Stu Lash

Personal information
- Born: c. 1976 (age 49–50)

Career information
- College: UMass Amherst
- Coaching career: 2000–2002, 2025

Career history

Coaching
- 2000–2002: Valley Stream South HS
- 2025: Brisbane Bullets

= Stu Lash =

American basketball coach and executive

Stuart Lash (born c. 1976) is an American professional basketball executive and coach. He was the director of player personnel and basketball development for the Memphis Grizzlies of the National Basketball Association (NBA) from 2012 to 2014. Lash was the head coach for the Brisbane Bullets of the Australian National Basketball League (NBL) in 2025.

==Early life==
Lash is a native of New York. He graduated from the University of Massachusetts Amherst in 1999 with a bachelor's degree in sports management. Lash worked as a student manager of the UMass Minutemen basketball team. He served as head coach of the boys' varsity basketball team at Valley Stream South High School in New York from 2000 to 2002.

==Professional career==
Lash worked for the Denver Nuggets of the National Basketball Association (NBA) as the scouting and video coordinator from 2002 to 2006. He was responsible for draft analysis, scouting efforts and preparation for upcoming games.
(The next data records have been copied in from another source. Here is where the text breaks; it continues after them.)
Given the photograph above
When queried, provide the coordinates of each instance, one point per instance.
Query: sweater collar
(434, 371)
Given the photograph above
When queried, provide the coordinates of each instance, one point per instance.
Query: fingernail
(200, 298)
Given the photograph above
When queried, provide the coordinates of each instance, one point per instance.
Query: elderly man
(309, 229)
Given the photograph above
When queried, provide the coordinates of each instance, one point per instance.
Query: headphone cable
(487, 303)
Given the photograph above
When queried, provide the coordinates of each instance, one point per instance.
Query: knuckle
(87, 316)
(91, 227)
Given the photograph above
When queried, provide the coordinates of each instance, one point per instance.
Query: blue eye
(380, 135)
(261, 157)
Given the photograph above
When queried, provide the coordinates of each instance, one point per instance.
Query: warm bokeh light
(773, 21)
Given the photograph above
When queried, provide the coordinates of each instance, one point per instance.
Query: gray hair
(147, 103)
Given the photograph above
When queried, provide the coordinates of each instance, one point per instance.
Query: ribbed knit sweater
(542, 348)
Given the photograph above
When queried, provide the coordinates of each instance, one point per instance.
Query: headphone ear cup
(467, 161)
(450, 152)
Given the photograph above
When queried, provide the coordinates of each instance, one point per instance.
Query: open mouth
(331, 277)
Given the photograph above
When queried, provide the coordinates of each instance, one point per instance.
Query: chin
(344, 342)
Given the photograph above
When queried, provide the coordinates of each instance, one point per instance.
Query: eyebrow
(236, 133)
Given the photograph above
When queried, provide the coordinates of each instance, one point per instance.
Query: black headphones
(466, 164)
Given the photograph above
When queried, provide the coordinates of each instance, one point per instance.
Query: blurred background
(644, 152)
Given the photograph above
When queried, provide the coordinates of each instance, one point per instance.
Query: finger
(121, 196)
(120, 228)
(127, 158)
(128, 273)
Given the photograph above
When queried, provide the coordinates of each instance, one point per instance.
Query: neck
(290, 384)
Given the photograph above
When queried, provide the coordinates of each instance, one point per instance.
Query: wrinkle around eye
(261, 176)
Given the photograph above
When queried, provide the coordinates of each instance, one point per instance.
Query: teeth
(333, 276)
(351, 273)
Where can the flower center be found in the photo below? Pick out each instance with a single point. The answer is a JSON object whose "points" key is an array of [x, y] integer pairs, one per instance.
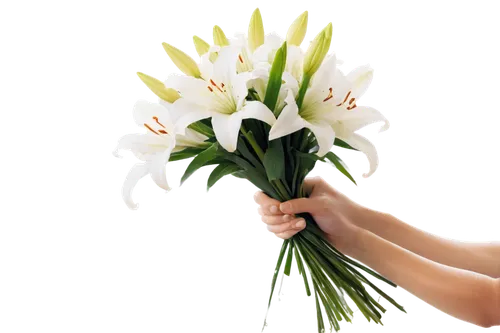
{"points": [[224, 102], [156, 124], [352, 102]]}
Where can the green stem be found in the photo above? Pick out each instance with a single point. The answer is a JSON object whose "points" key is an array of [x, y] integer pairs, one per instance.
{"points": [[282, 190], [302, 91], [253, 143]]}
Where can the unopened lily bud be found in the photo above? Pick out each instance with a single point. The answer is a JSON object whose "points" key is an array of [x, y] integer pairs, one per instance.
{"points": [[256, 28], [200, 44], [219, 35], [180, 59], [157, 88], [299, 28], [319, 48]]}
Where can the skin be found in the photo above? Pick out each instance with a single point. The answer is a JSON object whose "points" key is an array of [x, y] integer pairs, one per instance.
{"points": [[460, 278]]}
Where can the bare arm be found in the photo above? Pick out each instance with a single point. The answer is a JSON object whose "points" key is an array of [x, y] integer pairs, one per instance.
{"points": [[477, 256], [462, 294]]}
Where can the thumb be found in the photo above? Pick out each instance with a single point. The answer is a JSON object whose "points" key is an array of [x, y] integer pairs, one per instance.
{"points": [[296, 206]]}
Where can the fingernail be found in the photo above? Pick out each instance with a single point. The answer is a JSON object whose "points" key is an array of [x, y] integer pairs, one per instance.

Lash served as vice president of basketball for Lagardère Unlimited from 2009 to 2012. He was previously the director of basketball and business affairs for Levien Sports Representatives from 2006.

On December 13, 2012, Lash was announced as director of player personnel and basketball development for the Memphis Grizzlies of the NBA. On May 19, 2014, he departed the team alongside CEO Jason Levien.

On January 13, 2023, Lash joined the Brisbane Bullets of the Australian National Basketball League (NBL) as senior basketball advisor. He was reunited with Levien who is a co-owner of the Bullets. On April 3, 2025, Lash was appointed as head coach of the Bullets on a three-year contract. He had formerly been involved in the search for a head coach as a decision-maker when the team's ownership suggested that he might be a suitable candidate. After guiding the team to a 5–13 record to start the 2025–26 NBL season, Lash stepped down as head coach on December 18, 2025.

==Personal life==
Lash is married and has two children.